As apostas esportivas online, hoje uma febre no Brasil, prometeram ganhos rápidos e acessíveis, mas trouxeram consigo um problema grave e crescente: o vício no jogo. Alimentadas por campanhas de marketing massivo e por plataformas que se multiplicam a cada dia, essas apostas têm atraído milhares de brasileiros, muitos deles em situação de vulnerabilidade financeira, a se lançarem num ciclo de endividamento perigoso. Precisamos, com urgência, de uma resposta assertiva para lidar com essa situação.
De acordo com dados recentes do Banco Central, apenas em agosto de 2024, cerca de cinco milhões de beneficiários do Bolsa Família destinaram aproximadamente R$ 3 bilhões a plataformas de apostas. Um valor chocante, que aponta para um problema social grave: famílias inteiras estão comprometendo parte de sua renda, já limitada, em apostas que, na maioria das vezes, não trazem o retorno prometido. Esse fenômeno coloca em xeque a capacidade do Estado de proteger seus cidadãos dos riscos de um mercado que opera, até o momento, com pouquíssimas amarras regulatórias.
A publicidade agressiva e a facilidade de acesso a essas plataformas transformam o ato de apostar em um hábito banalizado, acessível a qualquer um que tenha um celular e conexão com a internet. Contudo, a ausência de restrições específicas sobre o crédito para apostas e a ausência de limites claros de gasto tornam essa prática uma armadilha. Essa realidade nos faz questionar até que ponto é moralmente aceitável que um setor, cujo lucro vem do dinheiro perdido por milhares de brasileiros, siga sem enfrentar limites claros.
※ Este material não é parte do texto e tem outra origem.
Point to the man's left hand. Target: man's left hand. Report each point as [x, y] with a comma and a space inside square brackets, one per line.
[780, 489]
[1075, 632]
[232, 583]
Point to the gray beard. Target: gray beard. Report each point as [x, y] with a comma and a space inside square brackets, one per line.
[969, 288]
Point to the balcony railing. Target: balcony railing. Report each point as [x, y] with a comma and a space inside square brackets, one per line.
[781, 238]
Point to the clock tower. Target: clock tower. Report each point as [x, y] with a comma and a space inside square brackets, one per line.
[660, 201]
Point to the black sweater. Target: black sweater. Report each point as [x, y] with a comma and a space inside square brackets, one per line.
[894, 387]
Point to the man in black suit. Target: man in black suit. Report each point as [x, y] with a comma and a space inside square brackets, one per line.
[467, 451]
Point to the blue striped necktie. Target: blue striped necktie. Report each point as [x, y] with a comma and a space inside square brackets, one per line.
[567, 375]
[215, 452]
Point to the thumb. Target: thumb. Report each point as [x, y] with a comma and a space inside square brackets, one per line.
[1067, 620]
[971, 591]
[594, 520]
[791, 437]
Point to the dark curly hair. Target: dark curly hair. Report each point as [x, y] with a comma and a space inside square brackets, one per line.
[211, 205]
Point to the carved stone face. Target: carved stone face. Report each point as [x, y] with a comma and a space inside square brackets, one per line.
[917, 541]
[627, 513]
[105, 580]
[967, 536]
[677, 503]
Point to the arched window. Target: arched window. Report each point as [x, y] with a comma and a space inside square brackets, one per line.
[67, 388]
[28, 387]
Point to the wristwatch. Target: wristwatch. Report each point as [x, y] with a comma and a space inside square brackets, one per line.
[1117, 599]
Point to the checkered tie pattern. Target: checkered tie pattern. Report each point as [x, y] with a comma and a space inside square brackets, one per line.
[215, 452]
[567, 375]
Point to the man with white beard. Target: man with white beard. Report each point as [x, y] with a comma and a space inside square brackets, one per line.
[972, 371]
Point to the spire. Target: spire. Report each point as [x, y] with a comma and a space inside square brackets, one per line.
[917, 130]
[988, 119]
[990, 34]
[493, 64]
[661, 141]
Experiências de países como o Reino Unido e a França já demonstram que, com regulamentações robustas, é possível mitigar os danos sociais e financeiros das apostas. Em muitos desses países, o consumidor pode solicitar a autoexclusão temporária das plataformas, estabelecendo limites financeiros e de tempo para apostar, além de contarem com campanhas educativas constantes sobre os riscos do vício. São ações simples, mas de um impacto profundo na proteção das pessoas mais vulneráveis ao vício. Seguir esses exemplos é urgente e sensato para o Brasil, se quisermos proteger nossa população da devastação financeira e emocional que o vício em apostas pode causar.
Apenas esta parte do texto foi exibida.